The watchdog reboots after one minute of no reaction (currently it is able to run 3 – 4 hours), and the jails come up without problems now.
The problem with the jails was, that e.g. the mysql-server startup went into the STOP state because TTY-input was “requested”. I solved the problem by using /dev/null as input on jail-startup. On ‑current I do not see this behavior (I have a 9‑current system with a lot of jails which reboots every X days, and there mysql does not go into the STOP state).

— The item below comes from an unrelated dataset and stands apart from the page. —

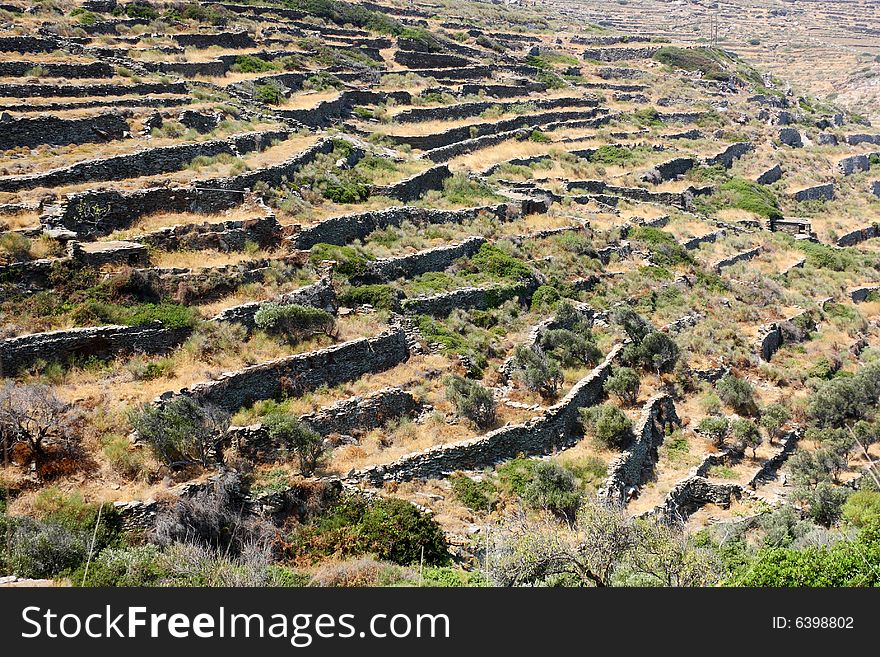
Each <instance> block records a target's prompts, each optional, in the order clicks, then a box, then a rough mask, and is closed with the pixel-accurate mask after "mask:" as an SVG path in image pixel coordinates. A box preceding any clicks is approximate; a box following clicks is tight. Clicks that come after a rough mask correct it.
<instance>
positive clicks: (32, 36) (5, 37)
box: [0, 36, 59, 53]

I also start the jails in the background, so that one blocking jail does not block everything (done like in ‑current).
To say this with code:
--- /usr/src/etc/rc.d/jail 2009-02-07 15:04:35.000000000 +0100 +++ /etc/rc.d/jail 2009-12-16 17:03:12.000000000 +0100 @@ -556,7 +556,8 @@ fi _tmp_jail=${_tmp_dir}/jail.$$ eval ${_setfib} jail ${_flags} -i ${_rootdir} ${_hostname} \ - \\"${_addrl}\\" ${_exec_start} > ${_tmp_jail} 2>&1 + \\"${_addrl}\\" ${_exec_start} > ${_tmp_jail} 2>&1 \\ + </dev/null if [ "$?" -eq 0 ] ; then _jail_id=$(head -1 ${_tmp_jail}) @@ -623,4 +624,4 @@ if [ -n "$*" ]; then jail_list="$*" fi -run_rc_command "${cmd}" +run_rc_command "${cmd}" &
I also identified 57 patches for ZFS which are in 8‑stable, but not in 7‑stable (I do not think they could solve the deadlock, but I do not really know, and now that there is one FS on ZFS, I would like to get as much fixed as possible). Some of them should be merged, some would be nice to merge, and some I do not care much about (but if they are easy to merge, why not…). I already have all revisions and the corresponding commit logs available in an email-draft.
Now I just need to write a little bit of text and find some people willing to help (some of the changes need a review if they are applicable to 7‑stable, and everything should be tested on a scratch-box).